Every day after work, I set off on an hour-long walk through the nearby park. I slog through a lush, rocky section of nature trail, head past the last batch of kayakers and tubers still lingering by the river in the evening, cross the narrow metal bridge atop the dam, and then choose from one of two paved paths to start the loop back around. The walks give me something like a commute in my schedule where I otherwise don't have one, the nice clear line between working and not working that so eludes the remote worker. The noise of Online finally disappears; in its place I can substitute the natural sounds of the river, or sometimes the artificial sounds of podcasters getting steamed about Jim Benning. I love my walks so much, and they're the best part of the day.
Still, entering an "in tune with the great outdoors" era has not prevented me from being "extremely vain and a baby." As we've barreled forth into the gross, sticky nadir of summer, I've had to start weighing some other concerns, namely, my personal comfort and also the way my hair looks. This is how I discovered the humble dew point, the greatest and most useful of all weather data.
"It's not the heat, it's the humidity," you will sometimes hear various local Captains Obvious say. This is true. One's experience of the weather will be shaped by how much moisture is in the air. But for too long, I depended on an unhelpful metric to tell me this: the "humidity" reading provided in weather forecasts. The great secret of meteorology (or maybe it's obvious, because humidity is expressed as a percentage) is that this "humidity" is actually short for relative humidity. Do you see the first word there? RELATIVE. That is, relative to the maximum amount of moisture the air can hold, an amount that varies with temperature; the hotter the air, the higher its capacity. Imagine two containers full of water, one the size of a drinking glass and one the size of a swimming pool. We might say they're both 100 percent full, but that doesn't tell us which has more water in it. So a reading of, say, 60 percent humidity will mean different things for the pleasantness of my walk depending on the size of the figurative container, the water-holding capacity of the air.

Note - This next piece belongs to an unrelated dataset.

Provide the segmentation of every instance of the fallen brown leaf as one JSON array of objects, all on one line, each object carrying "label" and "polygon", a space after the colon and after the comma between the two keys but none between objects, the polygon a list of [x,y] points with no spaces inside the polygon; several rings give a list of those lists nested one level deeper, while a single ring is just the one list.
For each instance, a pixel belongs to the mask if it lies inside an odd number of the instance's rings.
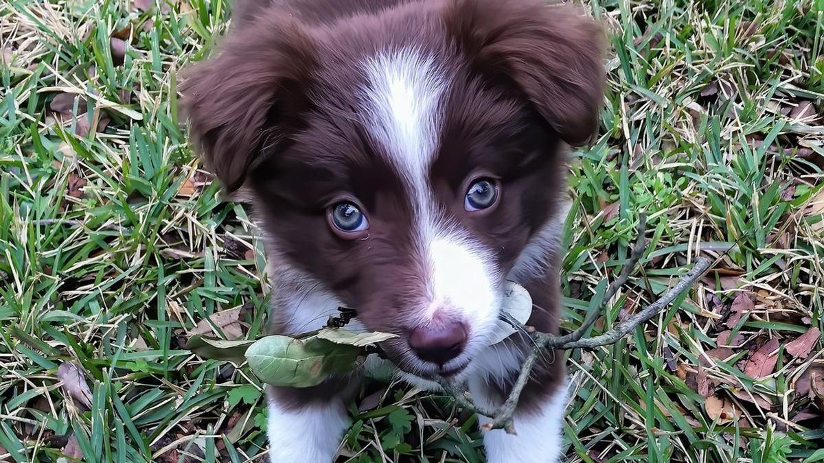
[{"label": "fallen brown leaf", "polygon": [[704,367],[711,367],[713,362],[710,362],[708,358],[713,360],[720,360],[723,362],[730,357],[733,357],[734,353],[735,353],[733,352],[733,349],[729,348],[722,347],[712,348],[705,352],[704,355],[698,358],[698,361]]},{"label": "fallen brown leaf", "polygon": [[372,409],[377,408],[381,405],[381,398],[386,394],[386,388],[382,387],[378,388],[377,391],[369,394],[366,397],[361,400],[360,403],[358,405],[358,411],[363,413],[365,411],[371,410]]},{"label": "fallen brown leaf", "polygon": [[787,344],[787,353],[798,358],[807,358],[812,348],[818,343],[820,337],[821,331],[817,328],[810,328],[806,333]]},{"label": "fallen brown leaf", "polygon": [[757,21],[744,21],[738,23],[738,33],[744,39],[750,39],[758,33],[761,25]]},{"label": "fallen brown leaf", "polygon": [[[109,115],[101,111],[97,119],[97,126],[95,129],[95,133],[99,133],[105,130],[105,128],[109,125],[109,123],[110,122],[111,122],[111,118],[109,117]],[[87,117],[86,115],[82,115],[77,118],[77,125],[75,127],[75,132],[77,133],[77,135],[81,137],[86,137],[90,133],[89,131],[90,127],[91,127],[91,122],[89,121],[89,118]]]},{"label": "fallen brown leaf", "polygon": [[177,195],[191,198],[194,195],[196,191],[197,188],[195,188],[194,182],[192,179],[186,179],[186,180],[180,185],[180,188],[177,190]]},{"label": "fallen brown leaf", "polygon": [[816,111],[816,107],[812,105],[812,101],[799,101],[798,105],[793,108],[793,110],[789,111],[789,118],[794,119],[800,119],[804,122],[812,122],[818,119],[818,113]]},{"label": "fallen brown leaf", "polygon": [[604,207],[604,223],[608,223],[613,218],[617,217],[620,208],[620,204],[619,204],[617,201]]},{"label": "fallen brown leaf", "polygon": [[761,379],[772,374],[778,361],[779,342],[772,339],[758,348],[744,366],[744,373],[750,377]]},{"label": "fallen brown leaf", "polygon": [[596,264],[603,264],[609,260],[610,255],[606,253],[606,250],[601,250],[597,255],[595,256]]},{"label": "fallen brown leaf", "polygon": [[701,395],[701,397],[709,397],[712,394],[710,390],[713,388],[709,384],[709,376],[707,375],[706,369],[701,367],[698,367],[698,376],[695,377],[695,387],[697,392]]},{"label": "fallen brown leaf", "polygon": [[717,95],[719,92],[719,82],[718,81],[713,81],[707,84],[703,89],[701,89],[701,96],[707,97]]},{"label": "fallen brown leaf", "polygon": [[120,29],[111,33],[112,37],[120,39],[121,40],[128,40],[132,35],[132,24],[129,23]]},{"label": "fallen brown leaf", "polygon": [[727,326],[730,328],[735,327],[738,324],[738,320],[744,314],[752,311],[752,309],[756,307],[755,303],[752,302],[752,298],[750,295],[744,292],[739,292],[733,300],[733,305],[730,306],[732,312],[729,315],[729,318],[727,319]]},{"label": "fallen brown leaf", "polygon": [[86,179],[77,174],[68,175],[68,185],[66,186],[66,194],[72,198],[82,198],[83,188],[86,186]]},{"label": "fallen brown leaf", "polygon": [[795,185],[787,185],[781,190],[781,199],[784,201],[792,201],[795,198]]},{"label": "fallen brown leaf", "polygon": [[192,334],[212,334],[214,331],[212,329],[213,324],[219,327],[228,339],[236,339],[243,336],[243,328],[241,325],[241,316],[243,315],[243,306],[235,307],[227,311],[215,312],[209,316],[208,319],[201,320],[192,330]]},{"label": "fallen brown leaf", "polygon": [[223,236],[223,250],[234,259],[242,259],[246,251],[249,250],[249,246],[227,235]]},{"label": "fallen brown leaf", "polygon": [[87,101],[82,96],[76,93],[59,93],[49,103],[49,108],[57,113],[71,115],[74,110],[74,101],[77,100],[77,114],[86,114]]},{"label": "fallen brown leaf", "polygon": [[745,338],[744,335],[742,334],[741,333],[738,333],[735,336],[733,336],[732,339],[730,339],[729,335],[732,334],[733,332],[730,331],[729,330],[719,333],[718,338],[715,339],[715,342],[718,344],[718,346],[737,348],[743,345],[744,342],[747,340],[747,338]]},{"label": "fallen brown leaf", "polygon": [[707,415],[719,423],[728,423],[738,415],[733,405],[726,399],[719,399],[715,395],[707,397],[704,402],[704,409]]},{"label": "fallen brown leaf", "polygon": [[111,60],[115,66],[123,64],[126,57],[126,41],[117,37],[109,39],[109,48],[111,49]]},{"label": "fallen brown leaf", "polygon": [[69,458],[74,460],[83,461],[83,451],[80,449],[80,444],[77,443],[77,437],[72,434],[68,437],[68,442],[66,442],[66,446],[63,447],[63,454]]},{"label": "fallen brown leaf", "polygon": [[733,395],[738,399],[744,400],[745,402],[749,402],[751,404],[755,404],[758,405],[761,409],[769,410],[772,409],[772,404],[770,400],[767,400],[764,397],[759,395],[758,394],[747,392],[740,388],[733,388]]},{"label": "fallen brown leaf", "polygon": [[91,405],[91,390],[86,382],[82,372],[71,362],[63,362],[57,368],[57,377],[63,381],[63,388],[68,395],[86,405]]},{"label": "fallen brown leaf", "polygon": [[779,52],[775,49],[771,49],[770,50],[767,50],[767,58],[770,58],[770,59],[772,59],[773,57],[775,57],[776,54],[778,54],[778,63],[779,64],[781,64],[783,66],[786,66],[787,64],[790,63],[790,58],[791,57],[790,57],[789,54],[787,53],[786,50],[781,50],[780,52]]}]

What would be most helpful in telling me how comfortable I'll be outside is an ABSOLUTE measure of the moisture in the air, one that can, as relative humidity can't, be read and understood meaningfully on its own. This is the dew point! The actual definition of dew point is the temperature the air needs to cool to for water vapor to begin condensing, but you don't really need to worry about that to use it. The higher the dew point, the more moisture is in the air and the grosser one feels.
So you, too, may learn the ways of dew, I've put together this Handy Dew Point Guide:
Below 60: Good!
60–65: Not great, kind of sticky, but hey, that’s life!
66–70: Pretty bad.
71–75: Extremely gross.
76+: God! God!!! I can’t bear to live!!
To find the dew point, you may have to do one extra second of hunting in your weather forecast, scrolling down past the temperature and relative humidity, which despite being a total piece of junk!!!!!, still gets top billing in many weather forecasts. The Apple weather app does not even show me the dew point, so I have abandoned the app! But you can find the dew point pretty easily on Dark Sky, the National Weather Service site, Accuweather and pretty much every other place. Some forecasts will use dew point as an input in their "Feels Like" calculations, but I feel it is best to just be able to know how to read and understand your dew point. Because—a little aside on the tyranny of "Feels Like"—I am not sure it is helpful to know that a given 93-degree day feels like a 96-degree day. Both of those seem hot, and what does a 96-degree day shorn of the elements actually feel like? The whole system is, to me, a ridiculous house of cards that doesn’t withstand the barest of scrutiny. The dew point, meanwhile, offers sweet, sweet absolutes.
Let's take our 60 percent humidity example again and calculate some dew points. On a 70-degree day, this means a good dew point of 55 degrees; on an 80-degree day, it means a not great dew point of 65 degrees; on a 90-degree day, it means an extremely gross dew point of 74 degrees. Wow! See the difference? See how your life could be made easier by simply learning the ways of the dew? If you'd rather not commit the handy guide's specific comfort gradations to memory, the gist is: below 60, that's victory; above 65, you will not thrive. Now go! Spread the gospel of the dew point!